One was to notarize three affidavits of heirship. The assignment was six miles away. It was an honor to do it because the signer was a veteran of the U.S. Army. I didn’t charge her — may way of saying “thank you” for serving. This took me 45 minutes. After meeting with her, I scurried over to my other appointment across town. There, I notarized two last wills and testaments and general powers of attorney at a assisted living facility 2.5 miles from my home. For this one, I received a nice tip. I will say, however, that this appointment was not a quick one. It actually took an hour.
For those four assignments, including one that I didn’t charge for, I was paid $200, I traveled about 15 miles, and I spent less than three hours on the four assignments. All of the payments were made in cash. I would say that after taxes and travel expenses, I cleared about $55 per hour. If I had not received two tips, I would have cleared about $40 per hour–even after doing one assignment for free.
If someone is interested in earning $200 in three hours on the way home from work, this isn’t a bad way to moonlight. I don’t know what other job that a person could do, putting in only three hours and come up with $200 gross at the end of the week!
Work that I Didn’t Take
I was also offered two mobile notary jobs during the day that I had to refer to another notary. They would have paid $50 each and could have taken an hour each, but my schedule would not permit me to do them comfortably. There was too much going on at my office and I referred these to a local colleague. So, the jobs that I didn’t take would have yielded another $100 and on a different week, I would have taken them and might have also had an assignment or two from my main loan signing client whose loans I take no matter what.
Not HUGE amounts, but this is a realistic amount for short hours like mine.
The jobs mentioned above are realistic if you work more more than 2.5 hours per day at your notary business. It’s true that I received tips over my usual asking fee, and you can’t always plan to get tips. However, if you are patient with older folks while their adult kids are there, the kids are extremely grateful. Also, if you show interest in a hyperactive little boy and talk nonsense with him for a few minutes so that his parents know they can relax and breathe in your presence, you might be gifted an extra few dollars for that.
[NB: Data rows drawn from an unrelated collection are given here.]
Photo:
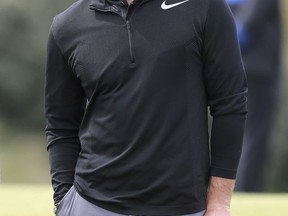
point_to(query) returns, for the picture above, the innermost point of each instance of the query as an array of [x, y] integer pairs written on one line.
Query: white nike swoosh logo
[[165, 7]]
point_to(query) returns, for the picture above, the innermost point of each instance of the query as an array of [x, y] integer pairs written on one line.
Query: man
[[127, 90], [259, 30]]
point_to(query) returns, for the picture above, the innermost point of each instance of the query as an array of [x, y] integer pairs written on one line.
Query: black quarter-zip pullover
[[127, 91]]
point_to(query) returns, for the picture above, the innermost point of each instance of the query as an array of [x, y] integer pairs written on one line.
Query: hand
[[218, 211]]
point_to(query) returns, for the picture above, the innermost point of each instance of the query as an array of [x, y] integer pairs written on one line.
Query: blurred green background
[[24, 27]]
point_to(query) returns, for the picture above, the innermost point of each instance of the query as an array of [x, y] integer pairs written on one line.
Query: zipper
[[132, 57], [114, 9]]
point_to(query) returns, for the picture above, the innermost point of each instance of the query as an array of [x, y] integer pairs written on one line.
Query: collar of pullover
[[104, 4]]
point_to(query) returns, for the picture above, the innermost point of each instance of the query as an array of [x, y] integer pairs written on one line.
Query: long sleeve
[[64, 108], [226, 88]]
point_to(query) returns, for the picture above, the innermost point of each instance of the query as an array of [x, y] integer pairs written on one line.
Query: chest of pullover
[[148, 75]]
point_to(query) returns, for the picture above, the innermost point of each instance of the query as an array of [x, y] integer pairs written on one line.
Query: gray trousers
[[73, 204]]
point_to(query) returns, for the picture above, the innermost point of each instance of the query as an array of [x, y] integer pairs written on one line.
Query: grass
[[36, 200]]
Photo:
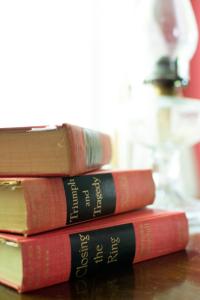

Since I work full-time and have my writing work, as well, I do not grab every little bit that comes my way. But, this works for me. Having my writing and full-time job income means that I don’t have to charge veterans for notarizing documents. I love giving them that gift. Notaries public are more than “Stampers for Dollars.”
On the other hand, you may feel inclined to work more hours after 5 o’clock than I do.
What would make moonlighting as a notary “worth it” to you?
You will need to figure out exactly what your goals are and how you will reach your targeted population. Start your marketing efforts with a tall stack of business cards advertising your services as a mobile notary. Give out a certain amount daily. At the end of giving out your first 100 business cards, you should have at least one new client. It will start slow but grow a little faster as time goes by and you become more known.
Moonlighting Offers the Perception of Choices
One hidden benefit of moonlighting with your notary business is that you may become more satisfied in your current job situation. Even if you can’t immediately go full-time as a notary, the knowledge that it is a possibility has a way of changing your view. Knowing that you have choices may change how you feel about working full-time for someone else.
Many people hate working at a job. The 8-to-5 grind wears them down because it feels as if they have no choice except to work for someone else.
When I started my notary business years ago, a world of possibility opened up to me. My perception changed. Going to work at a J-O-B changed from me working as a requirement to knowing that I was working at my job by choice. Today, I think of my job as “This is what I do during the day to help support my lifestyle.”
May you all find perfect balance in your notary career paths!